Ditetapkan di Jakarta
pada tanggal 4 April 2017
KETUA DEWAN KOMISIONER
OTORITAS JASA KEUANGAN,
ttd
MULIAMAN D. HADAD
Diundangkan di Jakarta
pada tanggal 7 April 2017
MENTERI HUKUM DAN HAK ASASI MANUSIA
REPUBLIK INDONESIA,
ttd
YASONNA H. LAOLY
LEMBARAN NEGARA REPUBLIK INDONESIA TAHUN 2017 NOMOR 64
PENJELASAN
ATAS
PERATURAN OTORITAS JASA KEUANGAN
NOMOR 14 /POJK.03/2017
TENTANG
RENCANA AKSI (RECOVERY PLAN) BAGI BANK SISTEMIK
I. UMUM
Stabilitas dalam sistem keuangan merupakan kondisi yang selalu
diupayakan untuk dicapai dan dipertahankan dalam rangka mendukung
perekonomian nasional menuju kepada kesejahteraan masyarakat
Indonesia berdasarkan Pancasila dan Undang-Undang Dasar Negara
Republik Indonesia Tahun 1945. Untuk mewujudkan stabilitas sistem
keuangan yang kokoh guna menghadapi ancaman krisis keuangan yang
disebabkan tekanan terhadap kondisi keuangan baik dari dalam negeri
maupun luar negeri, telah ditetapkan Undang-Undang Republik Indonesia
Nomor 9 Tahun 2016 tentang Pencegahan dan Penanganan Krisis Sistem
Keuangan (UU PPKSK).
Salah satu upaya pencegahan dan penanganan krisis sistem
keuangan sebagaimana dimaksud dalam UU PPKSK adalah dengan
melakukan pencegahan dan penanganan terhadap permasalahan Bank
Sistemik (Systemically Important Bank) yang merupakan bagian penting
dari sistem keuangan. Oleh karena itu Bank Sistemik harus dapat
menetapkan rencana yang akan dilakukan apabila Bank Sistemik
mengalami kondisi tekanan keuangan (financial stress) yang dapat
membahayakan kelangsungan usaha. Rencana tersebut dituangkan
dalam bentuk Rencana Aksi (Recovery Plan).
- 2 -
Rencana Aksi (Recovery Plan) yang disusun Bank Sistemik akan
memuat berbagai skenario yang bertujuan untuk mencegah, memulihkan,
dan/atau memperbaiki kondisi yang membahayakan kelangsungan usaha
Bank Sistemik.
Rencana Aksi (Recovery Plan) Bank yang ditetapkan sebagai Bank
Sistemik, ditekankan pada penanganan permasalahan Bank Sistemik
yang diutamakan menggunakan sumber daya Bank Sistemik itu sendiri
dan pendekatan bisnis tanpa menggunakan anggaran negara. Oleh karena
itu Rencana Aksi (Recovery Plan) yang di dalamnya memuat berbagai
skenario penanganan permasalahan Bank Sistemik merupakan komitmen
Bank Sistemik, pemegang saham pengendali dan/atau pihak lain.

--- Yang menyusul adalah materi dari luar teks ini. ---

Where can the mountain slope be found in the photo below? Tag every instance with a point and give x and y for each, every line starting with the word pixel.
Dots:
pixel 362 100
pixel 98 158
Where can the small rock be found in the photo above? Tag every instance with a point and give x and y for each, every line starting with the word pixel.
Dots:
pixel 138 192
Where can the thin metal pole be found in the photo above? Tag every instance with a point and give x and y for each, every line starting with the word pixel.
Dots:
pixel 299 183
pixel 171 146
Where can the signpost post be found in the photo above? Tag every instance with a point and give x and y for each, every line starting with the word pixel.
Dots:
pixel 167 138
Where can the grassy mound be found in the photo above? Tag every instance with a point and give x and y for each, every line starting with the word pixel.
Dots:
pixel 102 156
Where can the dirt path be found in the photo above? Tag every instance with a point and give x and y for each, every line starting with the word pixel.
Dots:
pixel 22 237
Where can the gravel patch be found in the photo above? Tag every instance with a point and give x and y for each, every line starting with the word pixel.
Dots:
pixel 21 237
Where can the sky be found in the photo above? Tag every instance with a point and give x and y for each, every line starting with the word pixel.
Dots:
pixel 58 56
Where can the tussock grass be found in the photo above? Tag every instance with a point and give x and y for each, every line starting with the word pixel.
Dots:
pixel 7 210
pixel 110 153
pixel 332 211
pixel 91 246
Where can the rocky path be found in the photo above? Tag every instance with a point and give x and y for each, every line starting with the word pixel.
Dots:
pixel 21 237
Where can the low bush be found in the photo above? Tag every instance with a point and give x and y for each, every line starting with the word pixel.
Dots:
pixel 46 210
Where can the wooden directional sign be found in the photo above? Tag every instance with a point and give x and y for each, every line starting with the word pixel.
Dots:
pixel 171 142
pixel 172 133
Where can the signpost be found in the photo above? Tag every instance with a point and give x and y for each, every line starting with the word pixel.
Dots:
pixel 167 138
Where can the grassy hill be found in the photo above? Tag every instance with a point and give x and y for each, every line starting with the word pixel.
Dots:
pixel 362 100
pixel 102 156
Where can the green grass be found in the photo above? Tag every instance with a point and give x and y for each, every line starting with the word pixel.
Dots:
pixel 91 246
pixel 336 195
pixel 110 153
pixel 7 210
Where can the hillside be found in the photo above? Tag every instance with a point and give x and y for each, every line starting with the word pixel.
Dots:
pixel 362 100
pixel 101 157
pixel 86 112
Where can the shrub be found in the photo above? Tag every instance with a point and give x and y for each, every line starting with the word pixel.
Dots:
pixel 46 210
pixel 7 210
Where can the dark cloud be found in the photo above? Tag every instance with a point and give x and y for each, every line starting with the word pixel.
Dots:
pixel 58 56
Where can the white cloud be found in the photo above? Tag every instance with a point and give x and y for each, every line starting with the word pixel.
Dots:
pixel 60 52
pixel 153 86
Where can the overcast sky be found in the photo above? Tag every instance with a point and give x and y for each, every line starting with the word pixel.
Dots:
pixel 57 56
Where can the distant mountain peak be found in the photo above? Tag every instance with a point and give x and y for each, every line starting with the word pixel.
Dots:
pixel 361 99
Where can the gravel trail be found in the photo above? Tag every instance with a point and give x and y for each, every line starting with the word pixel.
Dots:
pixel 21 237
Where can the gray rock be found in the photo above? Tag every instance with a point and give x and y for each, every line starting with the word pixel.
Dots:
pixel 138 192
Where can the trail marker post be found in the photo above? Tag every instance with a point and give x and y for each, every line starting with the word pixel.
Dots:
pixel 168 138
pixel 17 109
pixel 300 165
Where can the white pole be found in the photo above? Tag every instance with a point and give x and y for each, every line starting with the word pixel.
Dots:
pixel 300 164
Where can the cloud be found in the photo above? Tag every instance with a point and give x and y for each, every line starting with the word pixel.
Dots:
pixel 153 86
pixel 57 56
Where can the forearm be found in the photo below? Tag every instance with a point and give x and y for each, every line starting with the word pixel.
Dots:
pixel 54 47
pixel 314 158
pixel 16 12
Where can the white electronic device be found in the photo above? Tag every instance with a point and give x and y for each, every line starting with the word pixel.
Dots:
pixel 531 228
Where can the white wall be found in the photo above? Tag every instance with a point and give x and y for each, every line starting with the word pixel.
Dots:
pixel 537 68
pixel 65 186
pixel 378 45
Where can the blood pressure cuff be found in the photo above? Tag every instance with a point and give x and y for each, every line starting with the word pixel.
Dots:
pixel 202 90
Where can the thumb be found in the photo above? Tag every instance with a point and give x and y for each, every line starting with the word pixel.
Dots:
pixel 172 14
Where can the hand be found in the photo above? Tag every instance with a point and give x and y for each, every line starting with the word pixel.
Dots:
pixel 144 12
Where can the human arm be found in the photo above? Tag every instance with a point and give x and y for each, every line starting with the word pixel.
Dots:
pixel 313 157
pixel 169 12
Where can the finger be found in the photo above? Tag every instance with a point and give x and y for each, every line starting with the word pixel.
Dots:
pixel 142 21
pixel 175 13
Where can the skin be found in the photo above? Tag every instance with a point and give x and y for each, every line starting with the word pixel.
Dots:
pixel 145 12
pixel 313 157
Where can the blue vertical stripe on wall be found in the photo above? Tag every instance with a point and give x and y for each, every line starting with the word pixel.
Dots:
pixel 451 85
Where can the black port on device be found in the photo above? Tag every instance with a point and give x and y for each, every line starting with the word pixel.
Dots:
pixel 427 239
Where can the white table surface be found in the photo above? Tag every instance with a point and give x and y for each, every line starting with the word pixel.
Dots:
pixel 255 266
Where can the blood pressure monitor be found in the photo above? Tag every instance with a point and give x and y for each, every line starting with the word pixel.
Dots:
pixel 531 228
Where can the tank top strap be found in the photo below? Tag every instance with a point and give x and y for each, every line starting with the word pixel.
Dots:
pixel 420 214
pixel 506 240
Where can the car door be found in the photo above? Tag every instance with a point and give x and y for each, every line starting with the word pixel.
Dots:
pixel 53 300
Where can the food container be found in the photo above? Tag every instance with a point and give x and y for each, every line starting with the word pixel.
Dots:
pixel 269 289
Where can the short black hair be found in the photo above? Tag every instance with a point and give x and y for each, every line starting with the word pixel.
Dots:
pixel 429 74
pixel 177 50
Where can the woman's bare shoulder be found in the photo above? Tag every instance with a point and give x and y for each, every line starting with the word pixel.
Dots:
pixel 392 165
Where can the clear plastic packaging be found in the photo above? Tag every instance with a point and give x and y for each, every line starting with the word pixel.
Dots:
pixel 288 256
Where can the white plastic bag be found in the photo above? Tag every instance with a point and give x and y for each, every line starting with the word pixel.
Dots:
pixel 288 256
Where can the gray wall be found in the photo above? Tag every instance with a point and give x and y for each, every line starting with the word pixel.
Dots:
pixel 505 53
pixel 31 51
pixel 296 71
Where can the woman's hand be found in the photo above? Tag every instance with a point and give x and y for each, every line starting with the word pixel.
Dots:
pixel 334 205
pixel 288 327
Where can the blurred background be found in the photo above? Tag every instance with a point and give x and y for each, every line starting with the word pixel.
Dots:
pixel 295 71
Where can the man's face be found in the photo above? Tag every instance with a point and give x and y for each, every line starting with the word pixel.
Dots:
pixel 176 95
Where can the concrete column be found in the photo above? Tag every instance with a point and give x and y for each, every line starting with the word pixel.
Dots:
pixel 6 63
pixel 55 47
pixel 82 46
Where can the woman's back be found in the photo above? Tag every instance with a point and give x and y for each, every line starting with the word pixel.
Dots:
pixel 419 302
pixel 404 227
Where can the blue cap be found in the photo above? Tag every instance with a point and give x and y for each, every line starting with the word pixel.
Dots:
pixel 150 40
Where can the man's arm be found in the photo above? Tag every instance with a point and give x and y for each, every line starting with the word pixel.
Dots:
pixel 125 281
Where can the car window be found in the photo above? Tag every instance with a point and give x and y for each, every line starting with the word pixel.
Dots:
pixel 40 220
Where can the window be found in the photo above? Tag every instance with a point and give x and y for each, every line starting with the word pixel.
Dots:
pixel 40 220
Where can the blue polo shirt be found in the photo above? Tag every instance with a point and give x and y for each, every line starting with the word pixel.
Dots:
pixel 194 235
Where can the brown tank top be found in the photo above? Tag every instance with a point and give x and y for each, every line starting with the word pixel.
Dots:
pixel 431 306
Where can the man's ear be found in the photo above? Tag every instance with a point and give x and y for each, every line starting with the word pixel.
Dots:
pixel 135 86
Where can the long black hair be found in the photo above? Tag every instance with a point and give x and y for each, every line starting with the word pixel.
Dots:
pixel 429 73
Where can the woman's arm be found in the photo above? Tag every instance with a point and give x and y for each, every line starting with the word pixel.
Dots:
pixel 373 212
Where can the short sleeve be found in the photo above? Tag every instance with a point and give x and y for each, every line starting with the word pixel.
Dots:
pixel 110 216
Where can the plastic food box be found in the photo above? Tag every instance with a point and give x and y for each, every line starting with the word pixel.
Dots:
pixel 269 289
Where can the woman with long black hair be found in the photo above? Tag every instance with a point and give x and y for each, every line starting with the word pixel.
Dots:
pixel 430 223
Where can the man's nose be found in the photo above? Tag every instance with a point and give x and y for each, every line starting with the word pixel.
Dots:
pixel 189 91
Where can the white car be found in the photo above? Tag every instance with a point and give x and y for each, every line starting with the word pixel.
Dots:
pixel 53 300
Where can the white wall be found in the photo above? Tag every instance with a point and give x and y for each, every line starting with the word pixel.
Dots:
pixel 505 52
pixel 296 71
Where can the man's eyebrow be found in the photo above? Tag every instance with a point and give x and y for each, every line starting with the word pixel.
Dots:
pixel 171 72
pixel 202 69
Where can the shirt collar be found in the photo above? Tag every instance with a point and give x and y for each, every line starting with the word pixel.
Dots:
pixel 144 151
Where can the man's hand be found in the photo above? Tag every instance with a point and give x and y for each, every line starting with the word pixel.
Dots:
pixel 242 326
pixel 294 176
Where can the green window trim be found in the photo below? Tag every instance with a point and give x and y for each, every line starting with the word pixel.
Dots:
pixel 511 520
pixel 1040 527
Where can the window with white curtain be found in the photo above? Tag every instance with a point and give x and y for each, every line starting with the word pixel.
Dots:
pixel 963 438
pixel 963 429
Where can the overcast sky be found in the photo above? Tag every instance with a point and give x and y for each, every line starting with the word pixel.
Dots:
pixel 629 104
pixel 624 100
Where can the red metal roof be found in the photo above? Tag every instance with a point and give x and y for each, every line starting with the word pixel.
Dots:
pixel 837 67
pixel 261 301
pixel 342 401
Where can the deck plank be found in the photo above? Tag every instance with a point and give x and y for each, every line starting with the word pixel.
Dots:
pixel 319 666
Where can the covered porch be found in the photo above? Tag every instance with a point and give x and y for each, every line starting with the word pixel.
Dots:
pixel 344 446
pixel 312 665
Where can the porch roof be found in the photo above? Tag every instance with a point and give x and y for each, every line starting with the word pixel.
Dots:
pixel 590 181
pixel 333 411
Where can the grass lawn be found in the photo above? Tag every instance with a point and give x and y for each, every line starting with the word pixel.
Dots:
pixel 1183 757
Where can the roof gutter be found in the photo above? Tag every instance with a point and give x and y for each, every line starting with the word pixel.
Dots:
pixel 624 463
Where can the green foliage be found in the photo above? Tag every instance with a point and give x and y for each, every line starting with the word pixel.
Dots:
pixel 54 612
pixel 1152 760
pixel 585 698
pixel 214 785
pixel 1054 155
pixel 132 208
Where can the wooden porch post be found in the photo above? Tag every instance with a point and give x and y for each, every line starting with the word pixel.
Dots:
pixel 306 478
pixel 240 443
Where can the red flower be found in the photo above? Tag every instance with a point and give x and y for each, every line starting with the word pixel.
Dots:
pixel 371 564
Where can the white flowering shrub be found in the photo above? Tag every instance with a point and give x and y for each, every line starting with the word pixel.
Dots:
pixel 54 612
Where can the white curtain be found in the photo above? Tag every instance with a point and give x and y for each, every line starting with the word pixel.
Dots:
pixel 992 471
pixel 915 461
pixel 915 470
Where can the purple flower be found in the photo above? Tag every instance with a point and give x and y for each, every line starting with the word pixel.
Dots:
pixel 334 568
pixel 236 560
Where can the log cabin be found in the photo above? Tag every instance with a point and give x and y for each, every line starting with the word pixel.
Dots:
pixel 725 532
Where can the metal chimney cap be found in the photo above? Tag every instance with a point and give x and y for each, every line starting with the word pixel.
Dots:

Dalam penerapan, meskipun Bank Sistemik telah menetapkan dan
mengimplementasikan Rencana Aksi (Recovery Plan), dalam hal langkah
perbaikan yang dilakukan oleh Bank Sistemik dinilai OJK tidak
mencukupi, OJK dapat memberikan tambahan tindakan pengawasan lain.
II. PASAL DEMI PASAL
Pasal 1
Cukup jelas.
Pasal 2
Cukup jelas.
Pasal 3
Ayat (1)
Kewajiban Rencana Aksi (Recovery Plan) memperoleh
persetujuan RUPS mengingat dalam Rencana Aksi (Recovery
Plan) memuat peranan pemegang saham khususnya PSP untuk
memperbaiki kondisi keuangan melalui penambahan modal.
Ayat (2)
Cukup jelas.
Pasal 4
Cukup jelas.
- 3 -
Pasal 5
Cukup jelas.
Pasal 6
Ayat (1)
Persetujuan dari Dewan Komisaris atas Rencana Aksi (Recovery
Plan) diberikan sebelum persetujuan pemegang saham dalam
RUPS.
Ayat (2)
Cukup jelas.
Pasal 7
Ayat (1)
Huruf a
Cukup jelas.
Huruf b
Cukup jelas.
Huruf c
Yang dimaksud dengan “pihak yang berperan dan
bertanggung jawab dalam implementasi Rencana Aksi
(Recovery Plan)”, antara lain adalah pihak internal dan
pihak terkait lain, termasuk satuan kerja terkait, sesuai
dengan fungsi, kewenangan, dan tanggung jawab yang
ditetapkan oleh Bank Sistemik.
Ayat (2)
Cukup jelas.
Ayat (3)
Grup manajemen krisis (crisis management group) dapat
berbentuk satuan kerja khusus atau gugus tugas (task force)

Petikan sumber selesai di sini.